Variance Explained

written by Eric J. Ma on 2019-03-24

data science machine learning

Variance explained, as a regression quality metric, is one that I have begun to like a lot, especially when used in place of a metric like the correlation coefficient (r2).

Here's variance explained defined:

$$1 - \frac{var(y_{true} - y_{pred})}{var(y_{true})}$$

Why do I like it? It’s because this metric gives us a measure of the scale of the error in predictions relative to the scale of the data.

The numerator in the fraction calculates the variance in the errors, in other words, the scale of the errors. The denominator in the fraction calculates the variance in the data, in other words, the scale of the data. By subtracting the fraction from 1, we get a number upper-bounded at 1 (best case), and unbounded towards negative infinity.

Here's a few interesting scenarios.

A thing that is really nice about variance explained is that it can be used to compare related machine learning tasks that have different unit scales, for which we want to compare how good one model performs across all of the tasks. Mean squared error makes this an apples-to-oranges comparison, because the unit scales of each machine learning task is different. On the other hand, variance explained is unit-less.

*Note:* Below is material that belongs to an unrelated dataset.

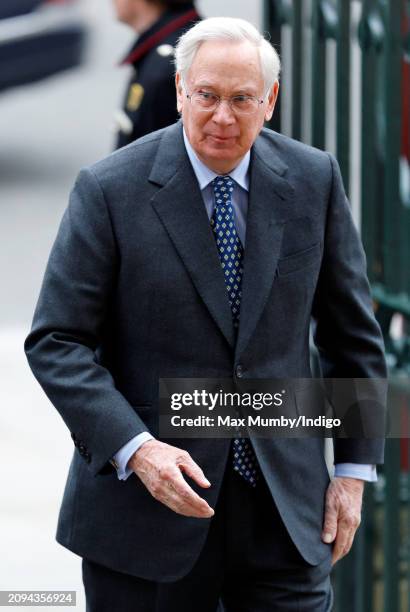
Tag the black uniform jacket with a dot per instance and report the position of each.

Now, we know that single metrics can have failure points, as does the coefficient of correlation r^2^, as shown in Ansecombe's quartet and the Datasaurus Dozen:

Ansecombe's quartet, taken from Autodesk Research

Fig. 1: Ansecombe's quartet, taken from Autodesk Research

Datasaurus Dozen, taken from Revolution Analytics

Fig. 2: Datasaurus Dozen, taken from Revolution Analytics

One place where the variance explained can fail is if the predictions are systematically shifted off from the true values. Let's say prediction was shifted off by 2 units.

$$var(y_{true} - y_{pred}) = var([2, 2, ..., 2]) = 0$$

There's no variance in errors, even though they are systematically shifted off from the true prediction. Like r2, variance explained will fail here.

As usual, Ansecombe's quartet, as does The Datasaurus Dozen, gives us a pertinent reminder that visually inspecting your model predictions is always a good thing!